| Single With Children: 140 days and an ocean away |
By Susie Parker
Publication Date: 04/09/03
I'm writing this column before a special dinner with a special guest of honor. I thought about writing it after dinner, but I know from experience that it's hard to write when tears threaten my vision. I'm being proactive.
In January, my 19-year-old daughter informed me that she had signed with an agency that would match her with an international family in search of an au pair. I admit that I wasn't too terribly worried because I thought this might be a passing phase. I also mistakenly figured that Katie's flying phobia would kick in and she would abandon the idea like a hot potato.
I couldn't have been more wrong.
Tomorrow she will take off from Baltimore for an overnight flight for Shannon, Ireland, where she will be installed as a nanny for an Irish family with two young children and one on the way in late April. She will be gone until Aug. 21. Right this second, that feels like an awfully long time. It would be an understatement to say that I will miss her. I miss her already.
Please don't misunderstand, I know intellectually that this will be a great adventure and learning experience. References have been checked out on both sides and I feel quite comfortable that she will be sharing the home of a fine family. I also know she will enjoy the culture, the responsibility of taking care of a 2- and 3-year-old and that her days will be filled with something new every day.
However, 140 days is a very long time to go without seeing one's daughter, and even though she moved into her own apartment last June, I always knew she was a mere five miles away. This time there will be the very big pond that is the Atlantic Ocean separating us.
Of course, at some point I will visit her during the summer, which opens up the opportunity for me to visit a country I would very much enjoy knowing more about. I also have a family friend in France who plans to make a trip in late June with his daughter, both of whom know Katie pretty well. I think her dad, stepmom and of course, her boyfriend, all will be crossing the Atlantic to see her, so it will be a great chance for her to play tour guide in between her responsibilities as an au pair. I remind myself it's Ireland and not the moon she's winging her way toward.
Having said that, I know that tonight, when I embrace her for a good long hug, a lot of that good reasoning is going to fly out the window. I hope she forgives me if a few tears stream down my face.

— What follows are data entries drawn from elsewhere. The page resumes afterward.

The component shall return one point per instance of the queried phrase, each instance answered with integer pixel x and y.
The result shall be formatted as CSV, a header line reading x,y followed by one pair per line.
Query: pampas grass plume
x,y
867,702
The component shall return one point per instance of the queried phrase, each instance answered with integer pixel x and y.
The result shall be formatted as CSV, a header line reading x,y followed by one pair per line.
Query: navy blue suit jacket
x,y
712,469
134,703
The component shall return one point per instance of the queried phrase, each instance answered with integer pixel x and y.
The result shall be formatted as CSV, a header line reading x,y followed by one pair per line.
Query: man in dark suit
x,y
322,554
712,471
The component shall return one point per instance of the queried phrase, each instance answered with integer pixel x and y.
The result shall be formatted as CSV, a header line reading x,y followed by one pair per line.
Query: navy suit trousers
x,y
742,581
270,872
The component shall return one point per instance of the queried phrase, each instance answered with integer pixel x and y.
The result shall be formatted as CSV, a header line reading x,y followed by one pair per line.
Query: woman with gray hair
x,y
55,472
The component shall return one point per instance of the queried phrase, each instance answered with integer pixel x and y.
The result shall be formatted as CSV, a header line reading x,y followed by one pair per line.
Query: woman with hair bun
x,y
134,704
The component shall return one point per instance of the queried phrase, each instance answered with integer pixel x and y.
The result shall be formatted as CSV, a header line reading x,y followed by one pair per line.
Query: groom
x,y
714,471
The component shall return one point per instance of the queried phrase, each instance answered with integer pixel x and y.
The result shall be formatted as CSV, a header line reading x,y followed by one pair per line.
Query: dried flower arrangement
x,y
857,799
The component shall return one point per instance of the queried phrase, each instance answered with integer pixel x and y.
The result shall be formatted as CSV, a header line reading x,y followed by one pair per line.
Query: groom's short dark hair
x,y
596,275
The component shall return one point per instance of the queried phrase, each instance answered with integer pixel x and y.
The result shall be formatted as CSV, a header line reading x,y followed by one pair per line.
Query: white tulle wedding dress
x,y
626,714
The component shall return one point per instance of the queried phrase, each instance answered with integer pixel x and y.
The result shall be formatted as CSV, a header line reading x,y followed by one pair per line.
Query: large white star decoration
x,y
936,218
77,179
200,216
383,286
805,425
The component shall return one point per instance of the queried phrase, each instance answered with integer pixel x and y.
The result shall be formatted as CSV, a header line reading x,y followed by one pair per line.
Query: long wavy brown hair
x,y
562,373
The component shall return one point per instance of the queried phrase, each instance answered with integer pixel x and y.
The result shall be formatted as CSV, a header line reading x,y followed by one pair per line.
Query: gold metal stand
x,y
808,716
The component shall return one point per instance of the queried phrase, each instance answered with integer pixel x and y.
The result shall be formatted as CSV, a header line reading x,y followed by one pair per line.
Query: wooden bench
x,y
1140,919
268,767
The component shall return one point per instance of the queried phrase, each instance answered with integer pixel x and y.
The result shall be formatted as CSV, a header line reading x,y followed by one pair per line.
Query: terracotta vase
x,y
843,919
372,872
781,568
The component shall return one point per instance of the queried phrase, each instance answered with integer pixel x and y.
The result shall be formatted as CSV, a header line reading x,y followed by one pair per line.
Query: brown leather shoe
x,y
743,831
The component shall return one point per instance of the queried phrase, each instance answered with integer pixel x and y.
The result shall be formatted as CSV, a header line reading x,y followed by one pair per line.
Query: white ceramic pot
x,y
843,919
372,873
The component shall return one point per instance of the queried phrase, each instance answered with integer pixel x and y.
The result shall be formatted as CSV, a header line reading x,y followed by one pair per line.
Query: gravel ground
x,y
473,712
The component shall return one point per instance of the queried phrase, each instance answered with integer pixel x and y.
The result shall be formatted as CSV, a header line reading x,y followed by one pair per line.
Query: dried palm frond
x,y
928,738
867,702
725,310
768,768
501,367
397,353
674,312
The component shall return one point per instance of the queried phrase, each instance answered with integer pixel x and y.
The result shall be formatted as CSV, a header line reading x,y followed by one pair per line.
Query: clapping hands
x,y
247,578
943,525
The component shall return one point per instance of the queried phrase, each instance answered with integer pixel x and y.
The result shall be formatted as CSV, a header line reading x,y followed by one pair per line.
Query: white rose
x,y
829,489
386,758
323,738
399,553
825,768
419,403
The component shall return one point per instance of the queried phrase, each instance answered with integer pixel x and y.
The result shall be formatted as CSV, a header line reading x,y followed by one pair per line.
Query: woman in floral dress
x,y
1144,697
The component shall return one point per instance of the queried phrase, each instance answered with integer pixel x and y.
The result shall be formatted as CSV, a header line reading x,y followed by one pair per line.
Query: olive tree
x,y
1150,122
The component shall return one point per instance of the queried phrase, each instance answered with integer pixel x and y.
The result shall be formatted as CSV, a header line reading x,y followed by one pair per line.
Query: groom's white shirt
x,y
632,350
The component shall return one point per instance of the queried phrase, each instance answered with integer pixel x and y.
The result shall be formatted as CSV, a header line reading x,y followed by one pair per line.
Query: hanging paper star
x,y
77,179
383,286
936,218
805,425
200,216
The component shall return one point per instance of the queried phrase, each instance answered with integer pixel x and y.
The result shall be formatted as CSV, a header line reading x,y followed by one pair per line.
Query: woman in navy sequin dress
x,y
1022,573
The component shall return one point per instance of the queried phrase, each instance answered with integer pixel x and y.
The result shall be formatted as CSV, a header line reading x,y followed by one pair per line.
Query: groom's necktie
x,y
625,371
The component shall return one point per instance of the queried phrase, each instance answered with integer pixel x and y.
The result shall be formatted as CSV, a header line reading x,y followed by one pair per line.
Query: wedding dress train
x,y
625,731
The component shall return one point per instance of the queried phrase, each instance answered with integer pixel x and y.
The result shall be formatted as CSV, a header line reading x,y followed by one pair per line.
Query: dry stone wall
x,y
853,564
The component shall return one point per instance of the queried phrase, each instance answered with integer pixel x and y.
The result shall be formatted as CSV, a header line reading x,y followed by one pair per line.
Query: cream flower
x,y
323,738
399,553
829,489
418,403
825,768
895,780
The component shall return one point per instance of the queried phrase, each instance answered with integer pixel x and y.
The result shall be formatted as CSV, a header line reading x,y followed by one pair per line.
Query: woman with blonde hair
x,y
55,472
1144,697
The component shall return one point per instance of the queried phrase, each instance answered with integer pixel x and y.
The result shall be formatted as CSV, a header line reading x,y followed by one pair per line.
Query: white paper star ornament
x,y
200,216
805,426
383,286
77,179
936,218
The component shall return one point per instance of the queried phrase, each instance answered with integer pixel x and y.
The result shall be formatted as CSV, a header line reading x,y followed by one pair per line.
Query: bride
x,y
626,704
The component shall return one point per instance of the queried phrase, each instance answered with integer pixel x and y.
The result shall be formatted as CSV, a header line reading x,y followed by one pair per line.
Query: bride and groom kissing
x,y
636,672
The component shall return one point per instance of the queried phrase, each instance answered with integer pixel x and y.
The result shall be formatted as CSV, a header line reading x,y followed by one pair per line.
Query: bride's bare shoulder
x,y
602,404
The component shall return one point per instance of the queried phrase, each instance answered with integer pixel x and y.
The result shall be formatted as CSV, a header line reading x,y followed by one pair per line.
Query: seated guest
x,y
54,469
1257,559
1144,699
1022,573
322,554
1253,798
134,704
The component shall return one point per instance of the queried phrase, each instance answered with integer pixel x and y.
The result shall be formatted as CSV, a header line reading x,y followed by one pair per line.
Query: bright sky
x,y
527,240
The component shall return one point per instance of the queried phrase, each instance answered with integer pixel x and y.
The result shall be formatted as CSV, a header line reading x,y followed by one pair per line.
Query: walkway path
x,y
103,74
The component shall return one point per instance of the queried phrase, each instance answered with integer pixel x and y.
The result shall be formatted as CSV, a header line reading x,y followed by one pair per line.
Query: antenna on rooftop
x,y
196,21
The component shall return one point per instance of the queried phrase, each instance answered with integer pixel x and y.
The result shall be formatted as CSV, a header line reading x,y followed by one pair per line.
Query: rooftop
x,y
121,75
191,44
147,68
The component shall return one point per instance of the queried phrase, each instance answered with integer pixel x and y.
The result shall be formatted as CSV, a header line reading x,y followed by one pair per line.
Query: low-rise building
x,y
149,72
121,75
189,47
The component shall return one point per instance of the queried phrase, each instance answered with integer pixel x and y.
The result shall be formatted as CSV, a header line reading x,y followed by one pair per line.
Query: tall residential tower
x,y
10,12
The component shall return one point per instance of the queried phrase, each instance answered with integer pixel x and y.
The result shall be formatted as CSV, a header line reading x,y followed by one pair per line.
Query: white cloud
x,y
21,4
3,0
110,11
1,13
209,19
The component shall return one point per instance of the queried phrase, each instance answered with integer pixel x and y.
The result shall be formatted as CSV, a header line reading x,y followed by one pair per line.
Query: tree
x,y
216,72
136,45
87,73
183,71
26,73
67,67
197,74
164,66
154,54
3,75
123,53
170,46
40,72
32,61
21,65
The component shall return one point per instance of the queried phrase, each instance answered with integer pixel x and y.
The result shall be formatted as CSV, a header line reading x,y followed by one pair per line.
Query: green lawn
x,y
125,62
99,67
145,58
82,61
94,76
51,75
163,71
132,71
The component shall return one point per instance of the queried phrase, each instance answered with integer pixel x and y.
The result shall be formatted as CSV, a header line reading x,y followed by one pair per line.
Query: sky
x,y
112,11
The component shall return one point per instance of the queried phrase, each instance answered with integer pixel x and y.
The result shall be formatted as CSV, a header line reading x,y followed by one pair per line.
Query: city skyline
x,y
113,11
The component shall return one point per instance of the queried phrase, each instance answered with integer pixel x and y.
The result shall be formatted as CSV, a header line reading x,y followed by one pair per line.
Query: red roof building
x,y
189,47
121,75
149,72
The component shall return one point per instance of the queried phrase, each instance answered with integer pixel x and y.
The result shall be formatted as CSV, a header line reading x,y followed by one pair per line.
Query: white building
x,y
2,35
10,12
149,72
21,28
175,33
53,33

I'll do my best to smile and send her away with something that will make her feel brave, but most of all remind her of just how loved and cared for she is to each one of us who will be waving good-bye.
And, as much as I know her brother will miss her, he will be driving her car to school tomorrow and will make use of it until she returns home. He'll try to hide his excitement at this new freedom that is falling into his lap, but I know tomorrow morning, he's going to feel especially grown up as he drives himself to school and no longer requires my chauffeur skills. Both of my kids will be experiencing milestones simultaneously. My maternal job description is quickly dwindling by the day. I wonder if anyone needs a mom for hire?